I noticed that the smaller, omnivorous morphs generally stuck to the shallows bordering the shoreline. They buzzed through the brown water in a non-stop, seemingly random quest for food, changing direction abruptly and often. One explanation for the patternless swimming behavior became apparent as I waded farther away from the shore, for here in the deeper water was the realm of the cannibals. I stood quietly and watched as hundreds of conspicuously larger tadpoles crisscrossed the pond, making frequent excursions from the deeper water toward the shore in a relentless search for prey.

Immature animals get eaten more than adults, I thought. Certainly, although in this case the youngsters were eating each other.

“They remind me of killer whales hunting for seals,” said Ryan Martin, a former student of Pfennig’s, now a professor at Case Western Reserve, who was also studying spadefoot toads here in Arizona.

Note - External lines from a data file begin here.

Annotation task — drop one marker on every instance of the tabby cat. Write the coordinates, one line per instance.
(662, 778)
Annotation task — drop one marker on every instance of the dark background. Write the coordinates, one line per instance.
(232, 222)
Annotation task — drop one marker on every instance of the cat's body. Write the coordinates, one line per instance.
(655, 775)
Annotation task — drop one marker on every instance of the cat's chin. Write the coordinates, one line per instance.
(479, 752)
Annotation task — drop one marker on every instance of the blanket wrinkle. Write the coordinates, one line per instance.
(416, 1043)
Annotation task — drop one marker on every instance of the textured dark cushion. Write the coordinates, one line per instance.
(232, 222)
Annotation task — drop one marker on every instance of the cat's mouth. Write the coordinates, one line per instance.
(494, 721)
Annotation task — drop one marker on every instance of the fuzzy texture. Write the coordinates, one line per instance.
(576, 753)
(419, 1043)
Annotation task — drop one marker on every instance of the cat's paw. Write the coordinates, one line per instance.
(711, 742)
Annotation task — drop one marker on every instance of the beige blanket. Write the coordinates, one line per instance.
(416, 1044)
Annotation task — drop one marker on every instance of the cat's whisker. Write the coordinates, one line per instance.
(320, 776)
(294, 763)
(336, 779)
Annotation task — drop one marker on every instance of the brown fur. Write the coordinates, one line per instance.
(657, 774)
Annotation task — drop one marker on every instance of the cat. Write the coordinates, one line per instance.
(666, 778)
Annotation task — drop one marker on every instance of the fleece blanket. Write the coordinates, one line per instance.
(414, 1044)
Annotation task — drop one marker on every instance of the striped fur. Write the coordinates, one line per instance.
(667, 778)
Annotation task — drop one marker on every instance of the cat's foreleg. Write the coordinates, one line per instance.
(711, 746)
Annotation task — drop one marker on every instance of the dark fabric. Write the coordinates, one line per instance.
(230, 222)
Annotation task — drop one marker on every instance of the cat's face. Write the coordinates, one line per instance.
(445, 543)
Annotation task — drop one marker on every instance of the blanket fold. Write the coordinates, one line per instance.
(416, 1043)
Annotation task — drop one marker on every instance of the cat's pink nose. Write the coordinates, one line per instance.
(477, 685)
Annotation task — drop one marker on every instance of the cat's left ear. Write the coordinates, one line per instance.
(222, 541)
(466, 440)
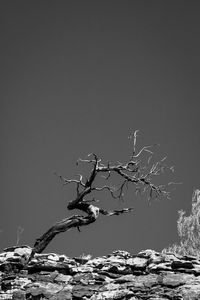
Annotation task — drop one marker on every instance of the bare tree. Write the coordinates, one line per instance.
(139, 171)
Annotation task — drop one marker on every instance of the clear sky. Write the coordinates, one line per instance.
(77, 77)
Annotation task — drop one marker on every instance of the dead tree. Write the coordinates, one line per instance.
(137, 171)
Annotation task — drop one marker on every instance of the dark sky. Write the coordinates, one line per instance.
(77, 77)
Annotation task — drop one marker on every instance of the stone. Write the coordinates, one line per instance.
(120, 275)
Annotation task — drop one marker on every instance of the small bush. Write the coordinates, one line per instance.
(188, 230)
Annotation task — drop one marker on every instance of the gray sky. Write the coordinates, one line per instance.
(77, 77)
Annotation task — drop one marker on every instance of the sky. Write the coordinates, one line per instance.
(77, 77)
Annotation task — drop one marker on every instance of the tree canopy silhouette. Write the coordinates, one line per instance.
(139, 171)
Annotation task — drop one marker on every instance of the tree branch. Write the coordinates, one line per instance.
(136, 171)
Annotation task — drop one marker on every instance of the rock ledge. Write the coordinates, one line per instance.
(120, 275)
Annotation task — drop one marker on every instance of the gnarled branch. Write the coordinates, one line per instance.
(136, 171)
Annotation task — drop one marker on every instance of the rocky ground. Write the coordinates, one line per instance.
(120, 275)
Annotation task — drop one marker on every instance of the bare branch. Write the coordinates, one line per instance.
(115, 212)
(138, 171)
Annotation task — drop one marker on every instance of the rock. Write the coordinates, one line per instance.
(120, 275)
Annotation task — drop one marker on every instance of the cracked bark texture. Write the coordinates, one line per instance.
(120, 275)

Martin’s comparison was spot on, and I threw him a nod, watching as a tiny hunter swam away from the shore with an even tinier pondmate clamped tightly between its serrated jaws.

So why did the local spadefoot larvae exhibit cannibalistic behavior? There certainly seemed to be enough organic matter suspended in these algae-tinted ponds to feed the entire brood and more.

As I spoke to Pfennig and his team of researchers, I learned that the answer was directly linked to the aquatic environments in which the adult amphibians deposited their egg masses.6 Formed by spring and early-summer monsoons, the transient ponds frequented by the spadefoots (spadefeet?) are often little more than puddles, and as such they can evaporate quite suddenly in the hot, dry environment of southeastern Arizona. Natural selection, therefore, would favor any adaptations enabling the water-dependent tadpoles to “get out of the pool” as quickly as possible (i.e., to grow legs). In this instance, the phenomenon that evolved can be filed under the rather broad ecological heading of phenotypic plasticity: When changing environmental conditions allow multiple phenotypes (observable characteristics or traits) to arise from a single genotype (the genetic makeup of an organism). To clarify this concept, here are a couple of non-cannibalism-related examples.

Water fleas (Daphnia) are tiny aquatic crustaceans, named for a swimming style in which they appear to jump like fleas. In response to the appearance of backswimmers (Laurel Fox’s favorite predatory insects), Daphnia develop tail spikes and protective crests. Although the genetic potential for body armor is always there (in the Daphnia’s genotype), it doesn’t exhibit itself until a specific environmental change occurs, in this case the arrival of Daphnia-munching backswimmers.